First we ping, then we ding, and finally we fling. That’s what they said in the beginning, and now I wonder how many pings and dings before the fling. Remember, everything is compost. So, every day I wait for the ping from a People Operator saying I’m done. Now I know there needn’t even be a reason.
Meanwhile, the nows of my first ill-fated meeting with Goddess, and its likely consequences, travels through the Clubhouse. Haiti consoles me as we’re outside smoking in the shade of a parked car one day. The late summer sun beats down hard on the parched land of prosperity, a concrete expanse. I gaze into the distance at the lush plasti-grass lawns and enviro-clones of finer parts of the world-famous MoreCorp Silicon campus as I inhale poison and accept the judgment, which I’m told is that of everyone, generally.

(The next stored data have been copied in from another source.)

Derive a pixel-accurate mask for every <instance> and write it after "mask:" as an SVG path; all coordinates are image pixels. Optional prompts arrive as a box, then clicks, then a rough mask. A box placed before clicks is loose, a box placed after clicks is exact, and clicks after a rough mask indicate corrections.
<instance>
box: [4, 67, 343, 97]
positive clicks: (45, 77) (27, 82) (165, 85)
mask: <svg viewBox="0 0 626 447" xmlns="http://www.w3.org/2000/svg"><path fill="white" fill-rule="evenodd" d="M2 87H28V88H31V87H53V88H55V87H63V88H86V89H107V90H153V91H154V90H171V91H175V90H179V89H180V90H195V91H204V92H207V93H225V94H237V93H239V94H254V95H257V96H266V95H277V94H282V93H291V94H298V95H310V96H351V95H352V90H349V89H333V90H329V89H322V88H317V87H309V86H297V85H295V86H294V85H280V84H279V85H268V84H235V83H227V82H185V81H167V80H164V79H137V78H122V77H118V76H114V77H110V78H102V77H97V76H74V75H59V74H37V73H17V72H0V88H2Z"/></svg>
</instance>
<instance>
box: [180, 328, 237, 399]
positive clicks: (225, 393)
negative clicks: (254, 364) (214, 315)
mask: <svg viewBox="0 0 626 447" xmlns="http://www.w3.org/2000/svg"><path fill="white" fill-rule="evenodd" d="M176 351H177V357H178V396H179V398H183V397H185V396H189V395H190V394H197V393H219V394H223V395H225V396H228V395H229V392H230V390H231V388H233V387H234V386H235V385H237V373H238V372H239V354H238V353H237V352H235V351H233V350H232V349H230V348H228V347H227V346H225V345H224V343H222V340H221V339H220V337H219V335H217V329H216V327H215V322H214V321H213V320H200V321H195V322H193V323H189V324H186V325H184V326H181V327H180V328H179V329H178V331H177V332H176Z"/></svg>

“You were good, Ellipsis — obviously, awesome.” Haiti pauses to examine me anxiously before getting down to brass tacks. “But no one messes with Candy Cane, however smartsy. You knew that. You were too real, babe. Fake it till you make it.”
This statement might be meant as a kind of compliment but it’s also a doge-food, a critique of the Keeping It Real Committee. Most importantly, it reveals that already I'm past tense. One down. For the purposes of the game, the Lovesport, I am dead, a ghost in the midst of players. Invisible. Soon, Haiti will be best friends with Zen, who’s a major contender, and Candy who has Big Daddy’s billionaire influence if no intelligence.
It’s pinteresting watching this phenomenon, even as it happens to me. Behold as MoreCorp makes truth. The corporation decides what is. It is what MoreCorp says it is. Old allies doubt as I lose approval’s golden glow, and rightly so. First I was good. Now I’m bad. Nothing adds up, so I must be fux. If I was really awesome, MoreCorp would know because game recognize game and its People Ops are tops, uniquely skilled. Why protest? It won’t make sense — MoreCorp runs the Single System System and I am but one citizen. So I do nothing, waiting for instructions.
The most important thing is the animating wind. While we are breathed, we can be on any timetable, any dimension, even that of trees. It is what it is but things are not what they seem. You’ll see. Tears will fall. Lakes will fill again. Curses will rain.